Ubisoft Layoffs Expose a Reset That Ends Game Development at a Tom Clancy Studio

Ubisoft Layoffs Expose a Reset That Ends Game Development at a Tom Clancy Studio

The announcement that ubisoft layoffs will eliminate all game development roles at Red Storm Entertainment reframes the company’s public ‘reset’ as a reallocation of creative capacity rather than a straightforward cost cut. The North Carolina studio will remain open but only as a technical support unit, with 105 employees made redundant.

What do Ubisoft Layoffs mean for Red Storm Entertainment?

Verified facts: Ubisoft has ended game development at Red Storm Entertainment, resulting in 105 job losses. The studio will continue to operate in a support capacity focused on global IT and Snowdrop engine support. Red Storm, founded in 1996 by Tom Clancy and acquired by Ubisoft in 2000, built landmark franchises including Rainbow Six and Ghost Recon and, in recent years, concentrated on virtual reality titles such as Werewolves Within, Star Trek: Bridge Crew, and Assassin’s Creed Nexus VR. Its most recent large-scale project, The Division Heartland, was cancelled in 2024. Modern stewardship of the Tom Clancy franchises has been assigned across other Ubisoft studios, including Massive Entertainment, Ubisoft Montreal, Ubisoft Paris, and Ubisoft Toronto.

Analysis: Taking Red Storm out of game production severs a historic link between the Tom Clancy name and a long-standing development team. The studio’s conversion to IT and engine support shifts skilled development staff away from creative output and toward infrastructure maintenance. This is a structural decision — not simply a headcount reduction — with implications for where future franchise work will live inside the company.
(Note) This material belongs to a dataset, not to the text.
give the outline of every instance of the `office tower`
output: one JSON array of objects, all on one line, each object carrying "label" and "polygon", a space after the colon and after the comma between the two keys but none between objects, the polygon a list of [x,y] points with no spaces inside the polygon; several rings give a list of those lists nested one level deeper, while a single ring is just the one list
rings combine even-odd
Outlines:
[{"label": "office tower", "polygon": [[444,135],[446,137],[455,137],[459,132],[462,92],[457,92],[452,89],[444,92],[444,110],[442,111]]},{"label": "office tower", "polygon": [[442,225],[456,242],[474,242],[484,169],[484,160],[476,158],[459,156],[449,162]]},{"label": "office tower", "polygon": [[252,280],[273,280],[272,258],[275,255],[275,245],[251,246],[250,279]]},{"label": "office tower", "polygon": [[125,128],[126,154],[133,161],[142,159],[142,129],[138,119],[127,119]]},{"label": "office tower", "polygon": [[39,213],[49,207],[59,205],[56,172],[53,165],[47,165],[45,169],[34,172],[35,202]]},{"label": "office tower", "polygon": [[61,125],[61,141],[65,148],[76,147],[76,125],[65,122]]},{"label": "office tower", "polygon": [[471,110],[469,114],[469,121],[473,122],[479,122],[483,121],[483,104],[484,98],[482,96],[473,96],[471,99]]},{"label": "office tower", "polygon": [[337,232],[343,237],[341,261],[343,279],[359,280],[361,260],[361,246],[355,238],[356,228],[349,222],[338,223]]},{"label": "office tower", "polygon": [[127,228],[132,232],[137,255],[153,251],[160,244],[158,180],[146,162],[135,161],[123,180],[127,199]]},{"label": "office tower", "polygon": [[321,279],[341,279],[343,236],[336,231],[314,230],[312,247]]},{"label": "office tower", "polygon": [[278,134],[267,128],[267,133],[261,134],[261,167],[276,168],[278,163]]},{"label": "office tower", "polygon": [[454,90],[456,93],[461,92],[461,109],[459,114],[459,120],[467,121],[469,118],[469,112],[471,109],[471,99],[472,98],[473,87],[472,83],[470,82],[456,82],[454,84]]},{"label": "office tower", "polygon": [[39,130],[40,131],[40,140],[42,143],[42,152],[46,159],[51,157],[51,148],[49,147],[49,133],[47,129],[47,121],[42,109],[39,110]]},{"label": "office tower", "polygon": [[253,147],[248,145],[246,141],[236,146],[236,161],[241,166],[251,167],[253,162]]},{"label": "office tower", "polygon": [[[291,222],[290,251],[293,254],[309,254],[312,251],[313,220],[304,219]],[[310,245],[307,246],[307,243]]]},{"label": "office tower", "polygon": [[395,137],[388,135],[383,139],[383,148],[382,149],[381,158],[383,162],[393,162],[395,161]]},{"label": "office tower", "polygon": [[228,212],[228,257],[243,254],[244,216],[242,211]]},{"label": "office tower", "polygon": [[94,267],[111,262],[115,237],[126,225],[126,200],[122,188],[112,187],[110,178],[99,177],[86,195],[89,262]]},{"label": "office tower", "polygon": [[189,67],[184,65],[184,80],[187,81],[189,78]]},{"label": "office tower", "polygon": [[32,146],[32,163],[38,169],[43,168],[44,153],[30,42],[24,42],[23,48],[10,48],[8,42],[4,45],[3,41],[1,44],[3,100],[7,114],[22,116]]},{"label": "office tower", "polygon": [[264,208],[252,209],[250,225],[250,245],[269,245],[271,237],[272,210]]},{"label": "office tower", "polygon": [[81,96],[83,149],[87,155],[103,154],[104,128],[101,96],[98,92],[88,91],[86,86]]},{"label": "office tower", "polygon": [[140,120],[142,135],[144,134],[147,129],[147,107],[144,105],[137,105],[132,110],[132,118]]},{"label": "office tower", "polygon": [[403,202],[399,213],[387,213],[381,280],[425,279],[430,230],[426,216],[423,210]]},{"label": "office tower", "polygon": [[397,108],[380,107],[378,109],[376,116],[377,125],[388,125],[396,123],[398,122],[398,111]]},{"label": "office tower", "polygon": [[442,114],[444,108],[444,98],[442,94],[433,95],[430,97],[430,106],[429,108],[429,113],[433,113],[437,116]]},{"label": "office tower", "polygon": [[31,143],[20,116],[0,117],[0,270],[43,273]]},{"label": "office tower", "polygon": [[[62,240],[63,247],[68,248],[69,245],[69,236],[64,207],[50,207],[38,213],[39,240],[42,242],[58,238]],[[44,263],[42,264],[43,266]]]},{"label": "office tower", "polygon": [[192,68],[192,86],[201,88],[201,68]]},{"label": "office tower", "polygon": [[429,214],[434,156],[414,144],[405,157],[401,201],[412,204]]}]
Who benefits and who bears the cost?

Verified facts: The change is part of a broader Ubisoft programme to reduce fixed costs by an additional €200 million over the next two years. The company’s cost-saving measures have included the cancellation of multiple projects (six cancelled, seven postponed) and two studio closures, and proposed cuts at its Paris headquarters involving up to 200 roles or roughly 18% of staff. Marie-Sophie de Waubert, SVP of Studio Operations at Ubisoft, has described a new structure that places creative teams into autonomous “Creative Houses, ” with headquarters acting as a global allocator while Core Services and the Creative Network provide support.

Analysis: The immediate beneficiaries of this reorganisation are the Creative Houses model and the centralised allocation of resources described by Marie-Sophie de Waubert. Consolidating engine and IT expertise into a support hub can reduce duplicated technical costs across studios. The costs fall to individuals losing development roles and to the franchises that relied on in-house teams whose institutional memory and specialized VR experience are now dispersed. Yves Guillemot, co-founder and CEO of Ubisoft, has expressed disappointment in the sales performance of Assassin’s Creed Nexus VR and signalled reluctance to expand VR investment until the market grows, a factor that helps explain the company’s deprioritisation of studios focused on that medium.

What should be demanded from Ubisoft now?

Verified facts: Ubisoft has announced the internal decision to make all game development positions at Red Storm redundant while retaining the site for support functions. The company is pursuing a major reset that it says will restructure creative teams and reduce operating costs substantially.

Accountability and next steps (analysis grounded in the verified facts): With the repurposing of Red Storm, stakeholders should seek transparent detail on the following: the criteria used to end development at a legacy studio; the concrete support and transition measures for the 105 affected employees; how the Creative Houses will inherit responsibilities previously handled by smaller studios; and how long-term franchise stewardship will preserve technical and creative knowledge. Public confidence will hinge on clear timelines and documentation of how creative output will be preserved despite concentrated cost savings.

Uncertainties: The long-term impact on franchise quality and on VR expertise retention is not quantifiable from these facts alone. What is clear is that the ubisoft layoffs at Red Storm mark a definitive operational shift — from in-house game creation to centralized technical support — that touches employees, franchises, and the company’s stated creative ambitions.